Let’s get this party started!
‘It’s the season to be jolly’, but have we forgotten the reason to celebrate?
This year is the last time the Girard Annual Christmas Open House will be held at my flat. It’s been a seven-year tradition: inviting everyone from church, work, school and university to see how many people can possibly fit into a 12×7 foot space.
The record is 29 at the same time and I did wonder if the floor would hold firm! It’s a little bit of giving and gospel, mixing it up between friends of all beliefs or none, giving food and extending invitations to the forthcoming Christmas carol service. The younger ones make things for the older, single people at church.
And it’s an opportunity to get people into contact with those in the community who they would rarely meet; bringing older Christians into contact with young, atheist neighbours, over hot honey-mustard sausages and a cat (reluctantly) dressed up as Santa Paws.
All change
But, come 2013, nearly everything changes. The cat bolted out of the window last year in his suit and returned much later, hat-free. And next year I will be in my first marital home that, Lord willing, will be big enough to have a few more people in at the same time.
What will remain the same is that pre-party excitement: cleaning and clearing, putting up the tree and getting the food ready for the hungry hordes.
I prepare for days ahead. What games and prizes for the children? What crafts to get younger ones to make for older folk? What colour scheme will my creaking tree sport this time round (white, I think)?
Despite the small size of the room, the effort of preparation will be enormous and, as usual, I will pray that everyone has a good time.

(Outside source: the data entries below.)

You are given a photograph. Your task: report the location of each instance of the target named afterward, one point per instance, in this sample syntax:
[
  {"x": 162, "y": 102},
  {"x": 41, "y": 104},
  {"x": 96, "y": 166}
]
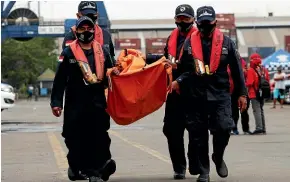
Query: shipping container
[
  {"x": 263, "y": 51},
  {"x": 287, "y": 43},
  {"x": 155, "y": 43},
  {"x": 127, "y": 44}
]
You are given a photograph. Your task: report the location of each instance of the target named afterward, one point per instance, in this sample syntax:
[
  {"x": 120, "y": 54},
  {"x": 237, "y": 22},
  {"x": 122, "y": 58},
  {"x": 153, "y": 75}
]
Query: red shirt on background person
[
  {"x": 244, "y": 66},
  {"x": 252, "y": 81}
]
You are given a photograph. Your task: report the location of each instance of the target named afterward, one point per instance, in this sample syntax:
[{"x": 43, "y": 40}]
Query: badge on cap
[
  {"x": 182, "y": 8},
  {"x": 89, "y": 6}
]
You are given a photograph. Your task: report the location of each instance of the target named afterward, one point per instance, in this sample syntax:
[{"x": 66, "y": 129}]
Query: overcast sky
[{"x": 155, "y": 9}]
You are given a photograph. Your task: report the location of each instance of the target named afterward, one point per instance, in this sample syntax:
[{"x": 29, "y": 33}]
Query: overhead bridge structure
[{"x": 23, "y": 24}]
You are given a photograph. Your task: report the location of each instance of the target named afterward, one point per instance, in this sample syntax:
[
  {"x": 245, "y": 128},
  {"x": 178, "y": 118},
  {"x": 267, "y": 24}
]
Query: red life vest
[
  {"x": 98, "y": 55},
  {"x": 216, "y": 49},
  {"x": 172, "y": 42}
]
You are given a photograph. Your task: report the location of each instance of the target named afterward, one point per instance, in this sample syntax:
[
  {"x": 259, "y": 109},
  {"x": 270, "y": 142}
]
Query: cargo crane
[{"x": 23, "y": 24}]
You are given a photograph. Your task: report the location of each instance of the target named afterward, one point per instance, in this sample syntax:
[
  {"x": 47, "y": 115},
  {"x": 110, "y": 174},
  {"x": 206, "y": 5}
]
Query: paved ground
[{"x": 33, "y": 150}]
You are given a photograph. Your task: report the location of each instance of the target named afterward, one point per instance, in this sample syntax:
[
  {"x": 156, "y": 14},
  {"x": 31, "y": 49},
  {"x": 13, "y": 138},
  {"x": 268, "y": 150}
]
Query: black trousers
[
  {"x": 205, "y": 115},
  {"x": 174, "y": 127},
  {"x": 88, "y": 141},
  {"x": 236, "y": 115}
]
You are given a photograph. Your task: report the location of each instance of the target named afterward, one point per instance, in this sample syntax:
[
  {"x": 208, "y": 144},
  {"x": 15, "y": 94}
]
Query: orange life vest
[
  {"x": 98, "y": 33},
  {"x": 139, "y": 89},
  {"x": 172, "y": 42},
  {"x": 216, "y": 49},
  {"x": 98, "y": 55}
]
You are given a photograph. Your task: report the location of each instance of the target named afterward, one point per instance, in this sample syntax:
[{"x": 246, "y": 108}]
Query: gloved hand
[
  {"x": 56, "y": 111},
  {"x": 175, "y": 87}
]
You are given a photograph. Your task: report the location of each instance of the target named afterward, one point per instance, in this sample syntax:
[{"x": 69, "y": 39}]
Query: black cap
[
  {"x": 205, "y": 13},
  {"x": 88, "y": 7},
  {"x": 184, "y": 10},
  {"x": 84, "y": 20}
]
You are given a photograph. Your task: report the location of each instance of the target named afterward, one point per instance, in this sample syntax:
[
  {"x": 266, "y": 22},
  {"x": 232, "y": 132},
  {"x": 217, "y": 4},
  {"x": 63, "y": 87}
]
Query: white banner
[{"x": 51, "y": 30}]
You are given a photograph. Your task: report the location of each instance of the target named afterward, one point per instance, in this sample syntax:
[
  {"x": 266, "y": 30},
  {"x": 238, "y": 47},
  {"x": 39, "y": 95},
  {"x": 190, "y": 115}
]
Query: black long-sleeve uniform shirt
[
  {"x": 69, "y": 79},
  {"x": 108, "y": 44},
  {"x": 180, "y": 41},
  {"x": 212, "y": 87}
]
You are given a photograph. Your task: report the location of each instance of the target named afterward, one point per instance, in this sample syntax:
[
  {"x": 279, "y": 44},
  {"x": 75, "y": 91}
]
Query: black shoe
[
  {"x": 108, "y": 169},
  {"x": 179, "y": 175},
  {"x": 203, "y": 178},
  {"x": 258, "y": 132},
  {"x": 221, "y": 167},
  {"x": 75, "y": 175},
  {"x": 95, "y": 179}
]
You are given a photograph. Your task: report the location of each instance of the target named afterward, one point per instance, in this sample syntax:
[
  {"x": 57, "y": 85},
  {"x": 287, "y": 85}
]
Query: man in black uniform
[
  {"x": 81, "y": 74},
  {"x": 174, "y": 119},
  {"x": 89, "y": 9},
  {"x": 205, "y": 86}
]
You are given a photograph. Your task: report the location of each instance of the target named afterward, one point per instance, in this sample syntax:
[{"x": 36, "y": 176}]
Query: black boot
[
  {"x": 75, "y": 175},
  {"x": 178, "y": 175},
  {"x": 95, "y": 179},
  {"x": 258, "y": 132},
  {"x": 203, "y": 178},
  {"x": 108, "y": 169},
  {"x": 221, "y": 167}
]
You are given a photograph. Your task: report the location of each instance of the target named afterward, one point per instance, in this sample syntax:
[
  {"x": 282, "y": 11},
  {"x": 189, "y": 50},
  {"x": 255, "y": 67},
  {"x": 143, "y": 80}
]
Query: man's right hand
[
  {"x": 56, "y": 111},
  {"x": 173, "y": 65}
]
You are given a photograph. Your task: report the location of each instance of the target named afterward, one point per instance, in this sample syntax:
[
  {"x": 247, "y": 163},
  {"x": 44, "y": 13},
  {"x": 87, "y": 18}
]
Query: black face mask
[
  {"x": 184, "y": 27},
  {"x": 93, "y": 17},
  {"x": 85, "y": 37},
  {"x": 206, "y": 29}
]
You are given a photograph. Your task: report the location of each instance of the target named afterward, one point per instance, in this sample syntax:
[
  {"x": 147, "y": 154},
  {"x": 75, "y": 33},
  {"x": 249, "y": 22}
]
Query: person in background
[
  {"x": 29, "y": 92},
  {"x": 90, "y": 9},
  {"x": 279, "y": 90},
  {"x": 235, "y": 107},
  {"x": 253, "y": 81},
  {"x": 175, "y": 118},
  {"x": 81, "y": 75}
]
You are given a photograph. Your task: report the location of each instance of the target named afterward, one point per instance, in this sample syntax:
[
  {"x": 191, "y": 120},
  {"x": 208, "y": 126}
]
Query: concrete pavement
[{"x": 33, "y": 150}]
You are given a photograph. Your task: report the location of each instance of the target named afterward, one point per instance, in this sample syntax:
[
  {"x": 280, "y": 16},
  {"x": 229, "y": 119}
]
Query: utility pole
[{"x": 38, "y": 3}]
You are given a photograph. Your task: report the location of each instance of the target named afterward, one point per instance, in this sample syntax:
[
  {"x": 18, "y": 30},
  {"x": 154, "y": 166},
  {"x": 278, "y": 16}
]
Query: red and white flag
[
  {"x": 60, "y": 59},
  {"x": 68, "y": 42}
]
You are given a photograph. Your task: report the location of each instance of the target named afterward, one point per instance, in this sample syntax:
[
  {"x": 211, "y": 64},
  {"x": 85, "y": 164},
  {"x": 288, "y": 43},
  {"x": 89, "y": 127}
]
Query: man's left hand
[
  {"x": 175, "y": 86},
  {"x": 242, "y": 103},
  {"x": 173, "y": 65}
]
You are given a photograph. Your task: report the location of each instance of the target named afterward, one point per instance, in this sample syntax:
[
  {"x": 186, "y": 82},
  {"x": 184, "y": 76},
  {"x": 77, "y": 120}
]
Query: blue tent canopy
[{"x": 278, "y": 58}]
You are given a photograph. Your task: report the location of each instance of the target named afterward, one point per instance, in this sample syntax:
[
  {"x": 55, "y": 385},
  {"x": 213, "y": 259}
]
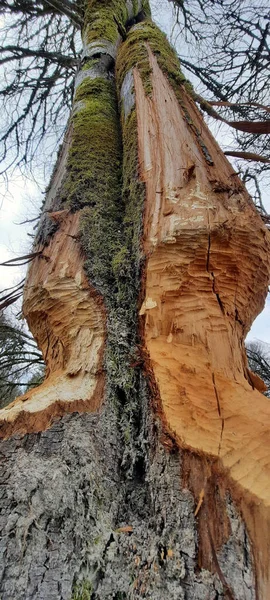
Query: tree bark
[{"x": 139, "y": 468}]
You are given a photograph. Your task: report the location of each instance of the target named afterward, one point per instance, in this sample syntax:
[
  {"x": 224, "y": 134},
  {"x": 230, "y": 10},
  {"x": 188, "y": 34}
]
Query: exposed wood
[{"x": 206, "y": 279}]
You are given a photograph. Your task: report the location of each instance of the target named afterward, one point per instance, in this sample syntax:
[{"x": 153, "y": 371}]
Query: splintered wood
[
  {"x": 206, "y": 279},
  {"x": 67, "y": 318}
]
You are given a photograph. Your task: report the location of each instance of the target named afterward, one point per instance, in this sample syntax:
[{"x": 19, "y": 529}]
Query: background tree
[
  {"x": 139, "y": 467},
  {"x": 19, "y": 356},
  {"x": 258, "y": 358}
]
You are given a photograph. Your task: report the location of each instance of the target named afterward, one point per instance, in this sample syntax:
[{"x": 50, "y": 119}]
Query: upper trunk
[{"x": 154, "y": 264}]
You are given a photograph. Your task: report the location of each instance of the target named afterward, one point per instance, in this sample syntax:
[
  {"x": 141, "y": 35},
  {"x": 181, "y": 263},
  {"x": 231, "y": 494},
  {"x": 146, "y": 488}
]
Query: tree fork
[{"x": 156, "y": 484}]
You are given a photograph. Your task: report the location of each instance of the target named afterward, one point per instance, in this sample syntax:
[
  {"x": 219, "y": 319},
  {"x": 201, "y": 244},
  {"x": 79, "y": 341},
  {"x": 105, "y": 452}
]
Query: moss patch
[
  {"x": 133, "y": 52},
  {"x": 101, "y": 18}
]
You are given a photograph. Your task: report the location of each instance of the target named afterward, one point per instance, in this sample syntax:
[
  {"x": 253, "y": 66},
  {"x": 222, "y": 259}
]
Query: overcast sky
[{"x": 23, "y": 199}]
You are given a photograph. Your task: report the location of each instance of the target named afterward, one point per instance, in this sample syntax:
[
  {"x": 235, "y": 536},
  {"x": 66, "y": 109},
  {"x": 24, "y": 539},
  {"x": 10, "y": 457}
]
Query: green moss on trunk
[{"x": 133, "y": 52}]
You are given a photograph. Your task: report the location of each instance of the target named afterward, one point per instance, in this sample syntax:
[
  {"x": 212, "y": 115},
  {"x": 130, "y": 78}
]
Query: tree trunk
[{"x": 139, "y": 468}]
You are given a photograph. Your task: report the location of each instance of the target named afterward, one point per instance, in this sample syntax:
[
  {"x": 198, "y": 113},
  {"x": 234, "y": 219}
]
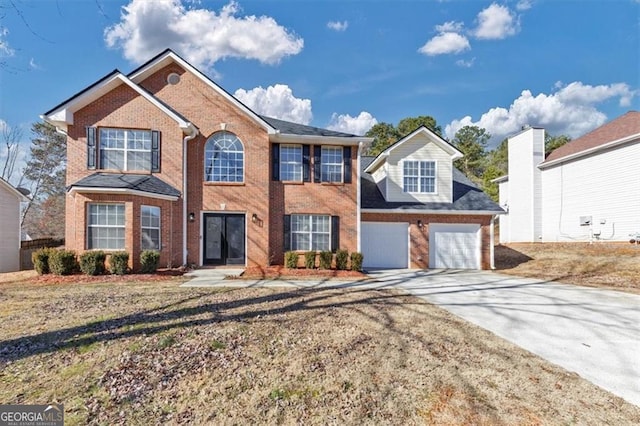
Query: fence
[{"x": 28, "y": 247}]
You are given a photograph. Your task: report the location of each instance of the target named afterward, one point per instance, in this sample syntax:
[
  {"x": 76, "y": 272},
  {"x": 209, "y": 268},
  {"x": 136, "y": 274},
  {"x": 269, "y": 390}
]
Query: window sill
[{"x": 207, "y": 183}]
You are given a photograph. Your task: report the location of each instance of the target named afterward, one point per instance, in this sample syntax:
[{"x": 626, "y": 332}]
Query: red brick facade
[
  {"x": 210, "y": 112},
  {"x": 419, "y": 237}
]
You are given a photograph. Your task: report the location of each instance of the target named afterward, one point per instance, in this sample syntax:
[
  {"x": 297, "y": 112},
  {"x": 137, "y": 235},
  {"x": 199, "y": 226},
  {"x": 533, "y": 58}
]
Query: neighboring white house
[
  {"x": 586, "y": 190},
  {"x": 10, "y": 199}
]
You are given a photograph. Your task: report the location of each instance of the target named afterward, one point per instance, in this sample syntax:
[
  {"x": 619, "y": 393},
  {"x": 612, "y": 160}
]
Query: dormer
[{"x": 417, "y": 168}]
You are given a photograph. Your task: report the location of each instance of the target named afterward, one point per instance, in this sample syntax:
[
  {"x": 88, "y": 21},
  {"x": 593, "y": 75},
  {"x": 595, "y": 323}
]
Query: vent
[{"x": 173, "y": 79}]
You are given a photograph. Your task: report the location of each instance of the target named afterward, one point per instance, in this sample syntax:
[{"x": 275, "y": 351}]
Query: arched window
[{"x": 224, "y": 158}]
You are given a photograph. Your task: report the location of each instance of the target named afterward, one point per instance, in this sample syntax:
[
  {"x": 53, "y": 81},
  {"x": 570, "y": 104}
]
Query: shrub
[
  {"x": 310, "y": 260},
  {"x": 356, "y": 261},
  {"x": 149, "y": 261},
  {"x": 291, "y": 259},
  {"x": 119, "y": 262},
  {"x": 92, "y": 262},
  {"x": 342, "y": 258},
  {"x": 40, "y": 259},
  {"x": 63, "y": 262},
  {"x": 325, "y": 259}
]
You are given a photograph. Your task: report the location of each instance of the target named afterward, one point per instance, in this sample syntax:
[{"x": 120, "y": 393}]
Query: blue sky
[{"x": 568, "y": 66}]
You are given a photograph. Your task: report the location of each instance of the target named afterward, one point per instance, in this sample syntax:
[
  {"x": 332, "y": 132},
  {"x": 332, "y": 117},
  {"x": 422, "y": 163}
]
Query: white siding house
[
  {"x": 10, "y": 199},
  {"x": 589, "y": 189}
]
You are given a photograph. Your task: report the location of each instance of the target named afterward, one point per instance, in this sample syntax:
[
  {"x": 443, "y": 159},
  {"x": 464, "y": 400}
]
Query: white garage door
[
  {"x": 385, "y": 245},
  {"x": 455, "y": 246}
]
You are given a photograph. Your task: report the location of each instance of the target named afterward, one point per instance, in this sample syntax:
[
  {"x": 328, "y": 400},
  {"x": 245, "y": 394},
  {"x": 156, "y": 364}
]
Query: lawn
[{"x": 136, "y": 352}]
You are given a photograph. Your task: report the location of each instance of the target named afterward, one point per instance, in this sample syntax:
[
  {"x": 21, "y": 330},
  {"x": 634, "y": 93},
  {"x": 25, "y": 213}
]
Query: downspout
[{"x": 193, "y": 132}]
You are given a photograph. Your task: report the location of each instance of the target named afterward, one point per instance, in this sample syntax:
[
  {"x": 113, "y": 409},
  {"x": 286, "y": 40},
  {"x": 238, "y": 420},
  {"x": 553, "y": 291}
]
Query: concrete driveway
[{"x": 593, "y": 332}]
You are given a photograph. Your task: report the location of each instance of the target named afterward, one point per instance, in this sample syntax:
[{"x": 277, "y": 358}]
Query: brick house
[{"x": 164, "y": 158}]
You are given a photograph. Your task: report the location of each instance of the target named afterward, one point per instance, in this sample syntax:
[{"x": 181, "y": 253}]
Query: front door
[{"x": 223, "y": 242}]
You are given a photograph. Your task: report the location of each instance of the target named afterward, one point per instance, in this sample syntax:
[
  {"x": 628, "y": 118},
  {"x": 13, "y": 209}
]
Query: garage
[
  {"x": 385, "y": 244},
  {"x": 454, "y": 246}
]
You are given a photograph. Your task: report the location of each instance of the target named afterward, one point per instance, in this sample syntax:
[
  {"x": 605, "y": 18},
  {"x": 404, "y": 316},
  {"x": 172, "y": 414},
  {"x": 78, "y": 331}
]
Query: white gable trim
[
  {"x": 444, "y": 145},
  {"x": 62, "y": 116},
  {"x": 169, "y": 56}
]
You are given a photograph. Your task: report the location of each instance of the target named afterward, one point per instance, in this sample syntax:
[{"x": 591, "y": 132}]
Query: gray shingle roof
[
  {"x": 466, "y": 195},
  {"x": 143, "y": 183},
  {"x": 289, "y": 128}
]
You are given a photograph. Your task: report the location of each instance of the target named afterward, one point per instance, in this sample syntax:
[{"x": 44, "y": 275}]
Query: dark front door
[{"x": 223, "y": 242}]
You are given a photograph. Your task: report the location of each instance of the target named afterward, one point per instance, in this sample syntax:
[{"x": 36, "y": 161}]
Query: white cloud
[
  {"x": 444, "y": 43},
  {"x": 355, "y": 125},
  {"x": 5, "y": 49},
  {"x": 278, "y": 102},
  {"x": 465, "y": 64},
  {"x": 496, "y": 22},
  {"x": 337, "y": 25},
  {"x": 524, "y": 5},
  {"x": 571, "y": 110},
  {"x": 201, "y": 36}
]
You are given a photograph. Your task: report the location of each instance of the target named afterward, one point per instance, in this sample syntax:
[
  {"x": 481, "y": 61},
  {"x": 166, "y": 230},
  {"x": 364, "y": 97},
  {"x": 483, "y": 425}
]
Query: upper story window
[
  {"x": 419, "y": 177},
  {"x": 224, "y": 158},
  {"x": 291, "y": 163},
  {"x": 123, "y": 149},
  {"x": 331, "y": 163}
]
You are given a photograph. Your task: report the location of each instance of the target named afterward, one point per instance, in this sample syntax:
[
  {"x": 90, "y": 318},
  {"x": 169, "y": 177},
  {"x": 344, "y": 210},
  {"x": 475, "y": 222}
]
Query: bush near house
[
  {"x": 342, "y": 259},
  {"x": 63, "y": 262},
  {"x": 149, "y": 261},
  {"x": 291, "y": 259},
  {"x": 119, "y": 262},
  {"x": 356, "y": 261},
  {"x": 325, "y": 259},
  {"x": 310, "y": 260},
  {"x": 92, "y": 262}
]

All that preparation, all the provision, all the hustle and bustle of the party — and then, in a few hours, it is over — just a few black sacks full of odds and ends of pizza and cake. For the sake of a few hours’ festivities and fun, there have been hours of planning and afterwards a lot of clearing up.
It may seem that it’s not worth all the time and effort just for an evening and yet I do it every year. And I’m not the only one. Across this land, people are planning and preparing for their own Christmas parties.
Seventy million people in this nation will have the day off and most will be honouring tradition: a big roast meal, exchanging presents, spending time with their families and friends and watching television.
For many of these, a carol service is also a tradition and something to prepare for, whether dressing children in tinsel haloes or making hot fruit punch or singing old-time favourites.
Real meaning
But whether it’s the party, the carol service or the family meal, there’s always that empty feeling afterwards: clearing up, loneliness as people leave, a sense of anticlimax.
I guess if sausages, singing and cats dressed as Santa are the be-all and the end-all of the holiday season, then it is just that — a holiday season, built up to a frenzy and gone in a flash.
But if you consider the real meaning of Christmas — God preparing the way for thousands of years for an event that would have a lasting impact for the ages to come, then Christmas takes on a different meaning.
God prepared the world, through his prophetic Word, for a Saviour to come, telling Adam and Eve that one born of woman would ‘crush the head’ of our soul’s enemy (Genesis 3:15). God told Isaiah there would be one whose suffering would be in our place (Isaiah 53), bearing the punishment himself for the sins that we have
committed.
And then, one clear night, God’s Son came as one of us; born as one of us, willing to die for us — the eternal, ageless God sent in a moment, walking among us for 33 years, and then restored to the splendour of heaven after the agony of the cross.
RSVP
Did Christmas stop the day after the angels sang and the shepherds adored? Did it last only until the death and resurrection of Christ? Throughout the ages, and even now, Christ is ‘interceding for us at the right hand of the Father’ (Romans 8:34) and has ‘gone to prepare a place for us’ (John 14:2).
God has spent eternity planning for the greatest event that this world shall ever see — the return of Jesus Christ for his people.
Christmas is just a foretaste of the heavenly joys that have been promised to all those who respond to God’s invitation. Amid all the preparation for your own festivities, will you spare a moment to consider the true meaning of Christmas — and RSVP to God’s call?